Don't Let Your Repo Be a Junk Drawer

I wanted the repo public. Open source, forkable, the whole thing. But the fonts blocked it — licensed typefaces can't live in a public repo. So I split them out into a private repo and made the main repo public.

The fork happened before I even realized I'd forked it.

While that private repo was sitting there, other things moved in. Private posts. The auth Lambda. The CDK infrastructure stack.

Everything landed in one private repo because it shared one property: not public.

That's not a concern. That's an access control label. Organizing a repo around it is like organizing a codebase around "files created on a Tuesday." The fonts, the private posts, the Lambda, and the CDK stack have nothing to do with each other. They change at different rates, for different reasons, by different people someday. I don't want my graphic designer committing vibe coded auth Lambda functions. I'll do that.

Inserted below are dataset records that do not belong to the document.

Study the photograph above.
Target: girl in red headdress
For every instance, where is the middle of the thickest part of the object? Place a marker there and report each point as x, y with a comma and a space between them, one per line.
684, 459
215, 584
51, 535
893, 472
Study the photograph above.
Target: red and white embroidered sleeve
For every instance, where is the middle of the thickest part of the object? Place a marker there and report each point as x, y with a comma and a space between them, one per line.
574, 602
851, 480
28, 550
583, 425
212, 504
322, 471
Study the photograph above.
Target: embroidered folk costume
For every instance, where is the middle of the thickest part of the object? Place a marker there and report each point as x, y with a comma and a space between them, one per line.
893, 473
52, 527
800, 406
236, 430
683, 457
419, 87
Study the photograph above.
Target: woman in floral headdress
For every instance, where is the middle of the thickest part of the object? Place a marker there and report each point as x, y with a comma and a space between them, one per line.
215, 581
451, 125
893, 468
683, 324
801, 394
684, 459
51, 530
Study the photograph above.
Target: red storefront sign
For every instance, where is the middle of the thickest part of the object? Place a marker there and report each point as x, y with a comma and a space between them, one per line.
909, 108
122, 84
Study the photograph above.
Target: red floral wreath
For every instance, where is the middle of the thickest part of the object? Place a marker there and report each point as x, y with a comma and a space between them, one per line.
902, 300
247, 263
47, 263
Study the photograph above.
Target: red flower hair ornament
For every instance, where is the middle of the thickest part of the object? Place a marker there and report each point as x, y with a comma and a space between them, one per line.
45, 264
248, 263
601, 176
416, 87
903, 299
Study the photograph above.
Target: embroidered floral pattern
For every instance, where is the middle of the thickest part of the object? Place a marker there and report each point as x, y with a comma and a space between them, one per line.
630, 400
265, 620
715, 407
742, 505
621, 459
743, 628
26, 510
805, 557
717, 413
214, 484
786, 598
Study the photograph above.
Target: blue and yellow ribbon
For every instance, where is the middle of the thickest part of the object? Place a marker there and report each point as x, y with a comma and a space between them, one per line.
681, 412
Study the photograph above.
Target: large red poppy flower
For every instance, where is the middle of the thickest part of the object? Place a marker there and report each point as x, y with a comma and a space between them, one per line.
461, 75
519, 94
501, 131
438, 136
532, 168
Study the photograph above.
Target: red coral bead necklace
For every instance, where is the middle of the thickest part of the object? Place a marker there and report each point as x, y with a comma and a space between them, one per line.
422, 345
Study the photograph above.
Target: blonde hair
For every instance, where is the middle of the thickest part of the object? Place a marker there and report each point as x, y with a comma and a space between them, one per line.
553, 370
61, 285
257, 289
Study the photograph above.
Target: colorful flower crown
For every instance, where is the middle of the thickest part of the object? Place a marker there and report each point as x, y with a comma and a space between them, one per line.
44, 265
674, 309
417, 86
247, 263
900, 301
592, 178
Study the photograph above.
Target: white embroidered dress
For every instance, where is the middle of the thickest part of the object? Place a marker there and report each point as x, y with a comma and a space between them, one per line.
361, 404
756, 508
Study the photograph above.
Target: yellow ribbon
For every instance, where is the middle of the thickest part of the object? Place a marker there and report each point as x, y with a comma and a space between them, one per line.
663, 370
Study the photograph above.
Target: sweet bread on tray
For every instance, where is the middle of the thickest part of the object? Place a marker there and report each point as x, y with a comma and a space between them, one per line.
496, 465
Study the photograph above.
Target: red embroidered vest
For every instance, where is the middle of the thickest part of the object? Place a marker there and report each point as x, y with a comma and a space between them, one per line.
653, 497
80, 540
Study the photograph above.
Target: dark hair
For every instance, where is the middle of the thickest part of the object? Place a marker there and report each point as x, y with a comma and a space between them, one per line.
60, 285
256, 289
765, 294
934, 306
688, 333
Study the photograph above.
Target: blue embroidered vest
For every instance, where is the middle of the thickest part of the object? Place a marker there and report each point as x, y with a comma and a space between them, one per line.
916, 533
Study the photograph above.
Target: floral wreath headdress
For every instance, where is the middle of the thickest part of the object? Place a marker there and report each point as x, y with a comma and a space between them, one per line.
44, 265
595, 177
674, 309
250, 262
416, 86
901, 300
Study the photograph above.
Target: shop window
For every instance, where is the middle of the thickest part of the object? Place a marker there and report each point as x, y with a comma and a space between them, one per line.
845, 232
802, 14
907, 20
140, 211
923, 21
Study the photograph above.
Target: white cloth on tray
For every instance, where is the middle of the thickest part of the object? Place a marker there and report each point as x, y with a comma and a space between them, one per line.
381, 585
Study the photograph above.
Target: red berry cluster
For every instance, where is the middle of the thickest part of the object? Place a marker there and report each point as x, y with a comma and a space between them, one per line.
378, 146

The private repo was a monorepo in disguise. It took a while to notice.

Fork when it's full

The private repo wasn't broken — it worked. It was full. Fonts + Lambda + content + infra all in one place works until you want to give your graphic designer repo access, or add a third collaborator, or swap the builder. Then it's not broken, it's stuck.

The move was to fork — pull the private content out of the infra repo, give it its own repo, point the deploy pipeline at both. Two checkout steps instead of one. The content didn't change. The infra didn't change. Only where things lived changed.

That's what makes repos pluggable. Builders don't care which content repos they pull from — they care that the repos exist at checkout time and contain markdown files in the right directory. Swapping one repo for two is a deploy.yml change, not a rewrite. The interface is the contract.

This is extract module at repo scale. In code: you notice two things are tangled, you extract a function, a class, a module. The caller doesn't change — it imports from a new location. In repos: you notice two concerns are tangled, you fork. Builders don't change — they check out from a new location.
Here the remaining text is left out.